Dealing with several naming conventions in data source fields in Tableau Prep
While dealing with multiple data sources as input for a prep flow, it is common to encounter different column names for the same field. An example is shown below, where two sources contain the same fields, i.e. the order ID, the order date, the ship date, the customer ID and the sales and the quantity; except that for the first four columns, the two data sources have different column names!
A union of these two datasets will give the following result, which is not an optimal data structure for analytics purposes.
In this blog, we present robust solutions to deal with the following cases (and similar ones):
We are not sure, which of the two (or many) naming conventions the input data uses for our prep flow. For instance, you can have data sources from different countries with fields in their languages, but you want them in English.
The fields of a single data source have been renamed. This could happen after a database migration for instance.
All the material used in this blog, data and Tableau Prep files, can be found at this link.

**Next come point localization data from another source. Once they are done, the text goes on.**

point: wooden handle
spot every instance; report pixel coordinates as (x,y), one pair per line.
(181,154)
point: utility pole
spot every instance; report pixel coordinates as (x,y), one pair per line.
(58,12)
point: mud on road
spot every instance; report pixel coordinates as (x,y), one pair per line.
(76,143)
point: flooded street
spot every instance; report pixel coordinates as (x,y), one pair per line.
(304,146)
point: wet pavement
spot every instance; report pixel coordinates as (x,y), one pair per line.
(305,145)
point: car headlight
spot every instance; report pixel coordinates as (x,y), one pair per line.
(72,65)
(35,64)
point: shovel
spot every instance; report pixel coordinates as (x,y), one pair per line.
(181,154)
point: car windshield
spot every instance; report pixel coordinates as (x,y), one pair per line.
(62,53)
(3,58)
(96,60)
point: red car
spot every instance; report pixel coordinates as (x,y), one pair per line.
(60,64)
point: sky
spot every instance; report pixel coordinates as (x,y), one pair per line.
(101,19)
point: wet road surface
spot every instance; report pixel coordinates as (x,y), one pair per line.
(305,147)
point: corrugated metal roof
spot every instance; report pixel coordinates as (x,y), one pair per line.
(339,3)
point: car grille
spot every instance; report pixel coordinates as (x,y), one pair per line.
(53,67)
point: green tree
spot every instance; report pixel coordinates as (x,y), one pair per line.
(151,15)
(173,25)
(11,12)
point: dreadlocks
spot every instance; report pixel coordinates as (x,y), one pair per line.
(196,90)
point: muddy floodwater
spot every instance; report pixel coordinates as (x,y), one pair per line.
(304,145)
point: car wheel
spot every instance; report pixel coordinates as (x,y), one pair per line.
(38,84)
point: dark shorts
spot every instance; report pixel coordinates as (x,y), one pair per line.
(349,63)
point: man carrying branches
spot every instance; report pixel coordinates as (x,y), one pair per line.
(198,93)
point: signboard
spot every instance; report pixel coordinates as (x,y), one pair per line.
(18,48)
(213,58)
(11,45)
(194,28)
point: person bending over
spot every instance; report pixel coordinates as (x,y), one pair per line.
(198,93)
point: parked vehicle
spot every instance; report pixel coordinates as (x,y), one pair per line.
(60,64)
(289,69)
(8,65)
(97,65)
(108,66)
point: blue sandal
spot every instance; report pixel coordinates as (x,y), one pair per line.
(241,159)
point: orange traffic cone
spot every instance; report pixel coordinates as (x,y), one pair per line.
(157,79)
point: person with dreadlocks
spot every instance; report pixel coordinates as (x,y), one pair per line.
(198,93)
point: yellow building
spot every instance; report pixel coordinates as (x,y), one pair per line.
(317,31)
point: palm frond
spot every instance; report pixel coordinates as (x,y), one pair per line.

The first step is to create an empty template file containing the names of all the fields as header.
Notice that we have included all possible names of the input columns, for example, “ORID” and “Order ID” for “Order ID” etc.

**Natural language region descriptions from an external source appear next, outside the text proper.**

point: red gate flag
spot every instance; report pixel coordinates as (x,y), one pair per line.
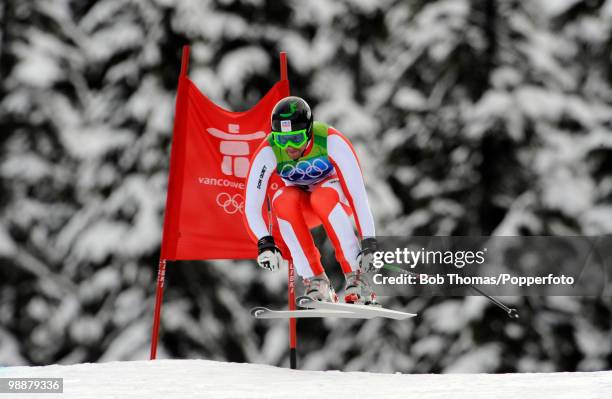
(210,156)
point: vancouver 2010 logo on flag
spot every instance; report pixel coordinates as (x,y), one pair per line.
(235,149)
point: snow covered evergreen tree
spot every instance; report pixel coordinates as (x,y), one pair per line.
(470,117)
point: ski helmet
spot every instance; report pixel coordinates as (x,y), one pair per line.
(292,114)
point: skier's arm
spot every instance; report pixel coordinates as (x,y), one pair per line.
(343,157)
(261,169)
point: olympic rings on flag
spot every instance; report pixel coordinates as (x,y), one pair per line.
(230,204)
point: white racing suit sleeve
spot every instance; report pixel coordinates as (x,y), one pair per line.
(343,156)
(262,167)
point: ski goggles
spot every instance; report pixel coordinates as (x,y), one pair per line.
(294,139)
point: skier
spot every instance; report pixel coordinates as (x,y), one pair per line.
(323,185)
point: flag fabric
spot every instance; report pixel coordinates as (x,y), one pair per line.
(210,157)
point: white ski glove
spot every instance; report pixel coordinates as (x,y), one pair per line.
(269,257)
(365,258)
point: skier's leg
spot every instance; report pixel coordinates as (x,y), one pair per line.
(291,208)
(329,203)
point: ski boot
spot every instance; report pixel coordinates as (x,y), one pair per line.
(357,290)
(319,289)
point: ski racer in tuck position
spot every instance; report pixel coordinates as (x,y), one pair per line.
(323,185)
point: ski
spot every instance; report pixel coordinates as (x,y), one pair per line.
(365,311)
(265,313)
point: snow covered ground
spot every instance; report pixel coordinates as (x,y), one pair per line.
(174,379)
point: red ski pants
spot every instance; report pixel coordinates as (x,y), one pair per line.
(297,210)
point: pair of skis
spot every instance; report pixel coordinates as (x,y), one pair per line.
(312,308)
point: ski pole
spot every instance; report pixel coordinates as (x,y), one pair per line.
(512,313)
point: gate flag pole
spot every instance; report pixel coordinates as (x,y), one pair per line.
(161,272)
(290,269)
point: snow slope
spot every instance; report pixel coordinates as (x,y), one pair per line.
(174,379)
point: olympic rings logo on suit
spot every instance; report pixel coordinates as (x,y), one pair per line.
(305,169)
(230,204)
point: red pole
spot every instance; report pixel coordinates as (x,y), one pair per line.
(283,65)
(292,321)
(168,251)
(290,269)
(161,275)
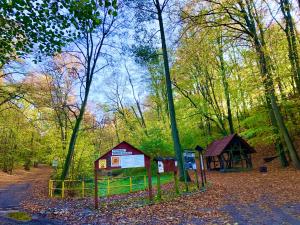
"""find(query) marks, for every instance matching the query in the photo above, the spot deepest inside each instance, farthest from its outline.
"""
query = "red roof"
(217, 147)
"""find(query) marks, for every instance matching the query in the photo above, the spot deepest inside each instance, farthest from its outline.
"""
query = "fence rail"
(82, 187)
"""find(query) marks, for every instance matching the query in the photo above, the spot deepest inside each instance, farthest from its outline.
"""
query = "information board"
(120, 152)
(189, 160)
(102, 163)
(115, 161)
(160, 166)
(132, 161)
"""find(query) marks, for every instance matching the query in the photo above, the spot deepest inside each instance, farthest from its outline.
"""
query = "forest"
(78, 77)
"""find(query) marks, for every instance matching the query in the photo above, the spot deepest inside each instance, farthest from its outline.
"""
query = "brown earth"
(19, 176)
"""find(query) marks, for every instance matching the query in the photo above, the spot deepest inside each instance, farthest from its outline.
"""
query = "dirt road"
(16, 188)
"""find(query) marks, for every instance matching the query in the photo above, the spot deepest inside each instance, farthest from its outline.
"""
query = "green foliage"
(20, 216)
(46, 26)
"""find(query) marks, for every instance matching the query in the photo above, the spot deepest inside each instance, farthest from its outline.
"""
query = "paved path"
(10, 199)
(267, 214)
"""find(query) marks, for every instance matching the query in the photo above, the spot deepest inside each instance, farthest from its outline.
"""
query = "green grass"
(20, 216)
(120, 185)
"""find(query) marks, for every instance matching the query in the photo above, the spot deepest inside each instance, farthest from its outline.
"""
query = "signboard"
(115, 161)
(102, 163)
(120, 152)
(160, 166)
(189, 160)
(122, 156)
(55, 163)
(132, 161)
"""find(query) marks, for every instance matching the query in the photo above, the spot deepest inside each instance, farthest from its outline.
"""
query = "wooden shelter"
(229, 152)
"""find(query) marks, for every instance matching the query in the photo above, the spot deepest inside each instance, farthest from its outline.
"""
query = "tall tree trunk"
(252, 21)
(74, 135)
(225, 84)
(290, 33)
(175, 135)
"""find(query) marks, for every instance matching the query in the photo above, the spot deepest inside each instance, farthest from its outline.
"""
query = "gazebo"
(229, 152)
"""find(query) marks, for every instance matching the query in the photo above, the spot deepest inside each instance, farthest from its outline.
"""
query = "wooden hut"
(229, 152)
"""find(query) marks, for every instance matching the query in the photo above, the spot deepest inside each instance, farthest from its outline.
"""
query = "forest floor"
(231, 198)
(15, 188)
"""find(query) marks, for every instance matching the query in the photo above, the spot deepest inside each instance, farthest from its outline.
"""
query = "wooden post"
(197, 180)
(108, 188)
(130, 184)
(176, 182)
(201, 169)
(185, 181)
(49, 188)
(63, 189)
(52, 188)
(82, 188)
(96, 186)
(149, 181)
(158, 187)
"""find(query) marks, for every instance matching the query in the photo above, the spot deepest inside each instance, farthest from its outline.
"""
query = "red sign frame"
(110, 158)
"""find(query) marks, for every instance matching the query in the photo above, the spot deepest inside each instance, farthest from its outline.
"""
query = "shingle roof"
(217, 147)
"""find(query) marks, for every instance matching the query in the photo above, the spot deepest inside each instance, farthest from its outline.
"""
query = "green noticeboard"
(54, 163)
(189, 160)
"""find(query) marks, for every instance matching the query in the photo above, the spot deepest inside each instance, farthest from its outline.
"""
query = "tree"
(242, 17)
(95, 23)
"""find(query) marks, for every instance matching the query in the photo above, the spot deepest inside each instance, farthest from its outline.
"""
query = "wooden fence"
(107, 185)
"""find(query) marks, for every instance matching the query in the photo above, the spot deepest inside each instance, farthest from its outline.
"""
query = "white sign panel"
(132, 161)
(121, 151)
(202, 164)
(55, 163)
(160, 166)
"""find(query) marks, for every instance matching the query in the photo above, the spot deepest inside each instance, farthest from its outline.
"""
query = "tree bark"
(225, 85)
(175, 135)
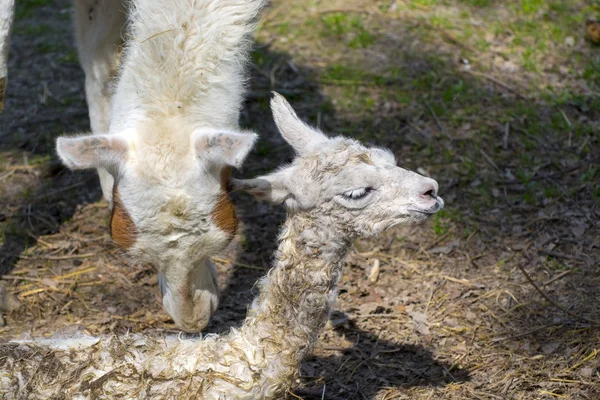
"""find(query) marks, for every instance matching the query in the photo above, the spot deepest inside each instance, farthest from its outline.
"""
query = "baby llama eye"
(357, 194)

We now create a union of this template file with the input data. This ensures that all the fields are used regardless of the naming convention of the input data.
For our example, we will use a wildcard union. We have three files:
data_1.xls: uses “ORID”, “ORDT”, “SHDT”, “CSID”

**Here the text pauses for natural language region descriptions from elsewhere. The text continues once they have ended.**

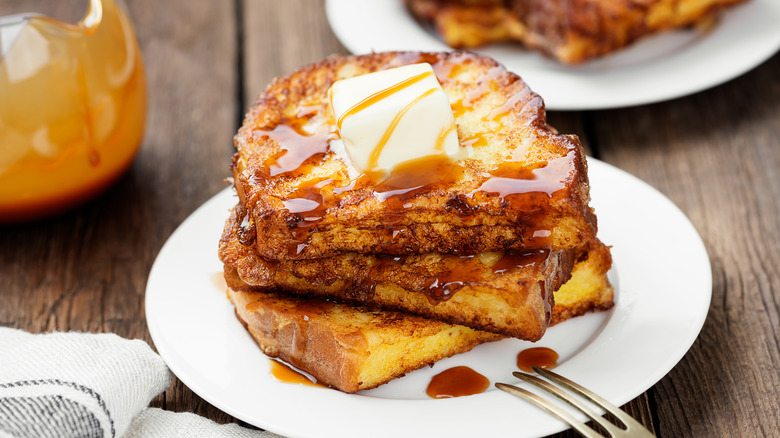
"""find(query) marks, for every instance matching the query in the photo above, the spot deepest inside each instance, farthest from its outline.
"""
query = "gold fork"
(631, 429)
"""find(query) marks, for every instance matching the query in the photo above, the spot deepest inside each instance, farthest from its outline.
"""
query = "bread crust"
(571, 31)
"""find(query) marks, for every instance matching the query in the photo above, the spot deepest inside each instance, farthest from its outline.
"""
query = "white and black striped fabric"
(77, 385)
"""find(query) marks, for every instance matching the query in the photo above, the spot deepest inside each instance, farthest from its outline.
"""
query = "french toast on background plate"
(571, 31)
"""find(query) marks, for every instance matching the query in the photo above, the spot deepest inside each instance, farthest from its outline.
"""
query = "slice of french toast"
(351, 348)
(571, 31)
(522, 187)
(506, 293)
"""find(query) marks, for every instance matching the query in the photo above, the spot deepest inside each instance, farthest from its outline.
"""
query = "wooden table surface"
(716, 154)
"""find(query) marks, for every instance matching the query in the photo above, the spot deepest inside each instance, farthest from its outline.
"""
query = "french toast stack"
(357, 280)
(571, 31)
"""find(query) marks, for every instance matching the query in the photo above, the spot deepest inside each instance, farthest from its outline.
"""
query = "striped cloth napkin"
(91, 385)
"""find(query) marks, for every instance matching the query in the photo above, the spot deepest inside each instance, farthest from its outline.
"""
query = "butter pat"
(393, 116)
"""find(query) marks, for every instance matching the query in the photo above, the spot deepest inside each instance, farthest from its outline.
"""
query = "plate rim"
(154, 315)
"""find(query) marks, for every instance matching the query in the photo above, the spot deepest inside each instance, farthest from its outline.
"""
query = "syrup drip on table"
(284, 373)
(541, 357)
(457, 382)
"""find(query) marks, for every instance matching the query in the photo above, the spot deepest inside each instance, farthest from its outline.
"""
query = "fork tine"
(633, 427)
(549, 407)
(554, 390)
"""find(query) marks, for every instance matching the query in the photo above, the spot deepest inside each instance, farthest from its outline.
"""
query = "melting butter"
(393, 116)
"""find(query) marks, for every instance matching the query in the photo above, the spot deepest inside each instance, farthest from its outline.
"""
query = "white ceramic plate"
(663, 289)
(657, 68)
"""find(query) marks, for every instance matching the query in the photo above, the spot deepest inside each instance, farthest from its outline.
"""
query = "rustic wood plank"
(190, 49)
(715, 154)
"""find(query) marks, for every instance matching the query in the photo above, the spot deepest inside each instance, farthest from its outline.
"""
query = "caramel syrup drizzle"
(380, 146)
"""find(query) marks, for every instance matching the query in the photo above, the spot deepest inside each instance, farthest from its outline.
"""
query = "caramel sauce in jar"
(541, 357)
(72, 109)
(457, 382)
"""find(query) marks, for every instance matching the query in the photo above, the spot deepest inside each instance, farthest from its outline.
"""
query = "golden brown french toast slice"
(522, 187)
(571, 31)
(346, 347)
(352, 348)
(506, 293)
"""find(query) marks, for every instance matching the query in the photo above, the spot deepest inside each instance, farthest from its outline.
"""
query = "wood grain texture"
(716, 154)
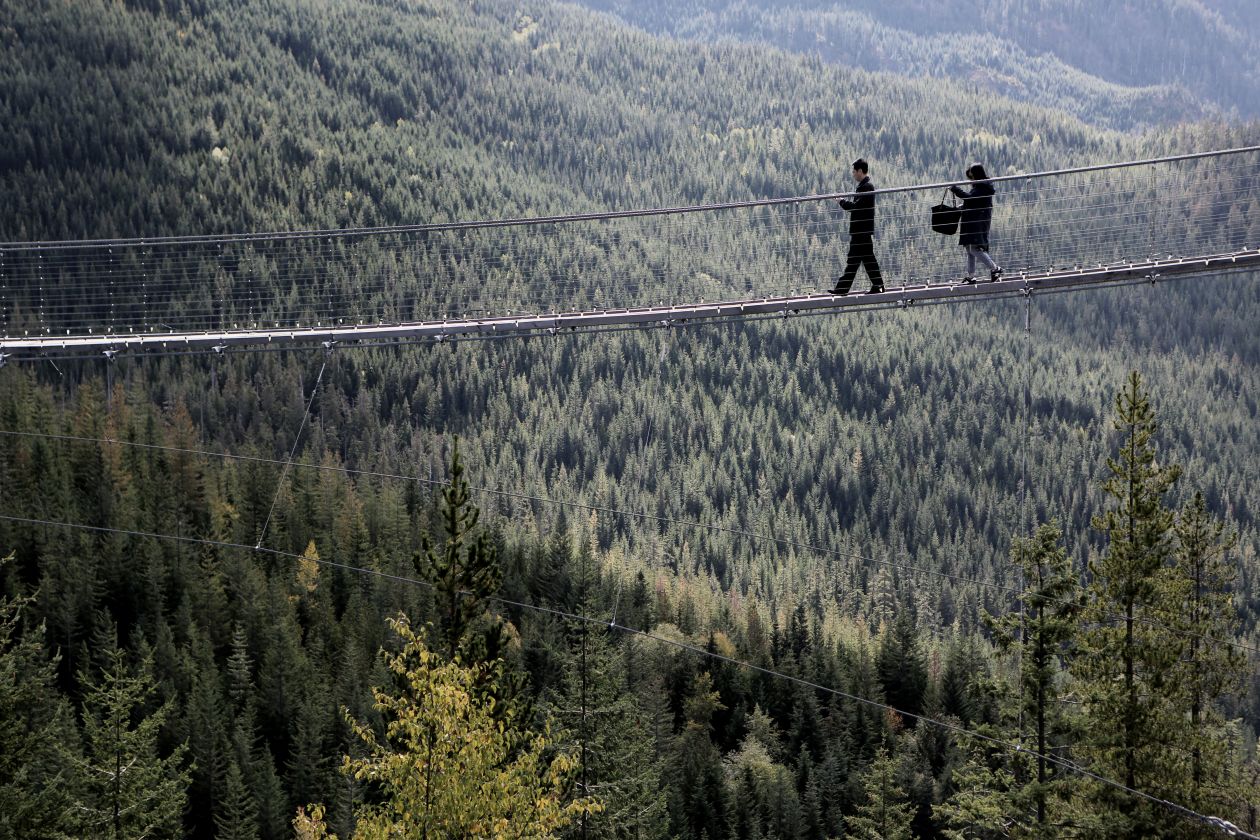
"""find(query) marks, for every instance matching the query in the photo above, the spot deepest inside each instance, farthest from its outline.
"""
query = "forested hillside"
(836, 499)
(1113, 64)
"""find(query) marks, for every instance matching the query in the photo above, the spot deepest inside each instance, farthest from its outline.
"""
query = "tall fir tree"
(1208, 669)
(125, 787)
(1041, 637)
(886, 814)
(37, 732)
(1125, 663)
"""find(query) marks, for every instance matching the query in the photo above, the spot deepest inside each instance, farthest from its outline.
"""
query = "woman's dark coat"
(977, 214)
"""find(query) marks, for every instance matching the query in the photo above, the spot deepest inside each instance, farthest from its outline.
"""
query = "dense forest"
(852, 503)
(1111, 66)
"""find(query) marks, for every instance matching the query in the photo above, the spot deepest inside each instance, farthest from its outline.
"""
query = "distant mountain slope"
(140, 119)
(1114, 64)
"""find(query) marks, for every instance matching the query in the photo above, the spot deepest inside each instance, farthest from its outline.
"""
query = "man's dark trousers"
(861, 253)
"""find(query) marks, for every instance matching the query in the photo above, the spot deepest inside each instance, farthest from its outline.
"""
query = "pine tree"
(1207, 670)
(237, 816)
(464, 571)
(447, 766)
(886, 814)
(610, 734)
(125, 788)
(1125, 665)
(901, 666)
(697, 786)
(37, 732)
(1041, 637)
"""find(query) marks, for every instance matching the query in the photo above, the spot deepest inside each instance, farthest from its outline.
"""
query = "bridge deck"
(1017, 283)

data_2.xls: uses “Order ID”, “Order Date”, “Ship Date”, “Customer ID”
data_template.xls: the empty table with all the names as headers
We will first only use the data file “data_1.xls”, this simulates a case where we want to rename the fields of a single data source using another convention. We will then omit for now the “data_2.xls” file by adding an underscore _ at the beginning of its file name.
In the input step, after we click on wildcard union we write “data_*.xls” in matching pattern and click apply.
The result is the first dataset with columns of the second naming scheme filled with Nulls for each row, as desired.
At this point will show three methods to merge the fields such that we use only one naming convention at end of the flow. In this example, we want to use the convention of the second data file.
1) Merge fields by hand
In a cleaning step we click first “Order ID” and press CTRL (Cmd on a Mac), then on “ORID” and then on Merge Fields as shown below. This ensure that “Order ID” is used for the name of the merged field. We repeat that procedure for the other fields and we obtain a table where the names of the fields have been correctly converted.
This method is very simple. However, it can be quite tedious to merge many fields by hand. The two following methods propose an alternative solving this issue.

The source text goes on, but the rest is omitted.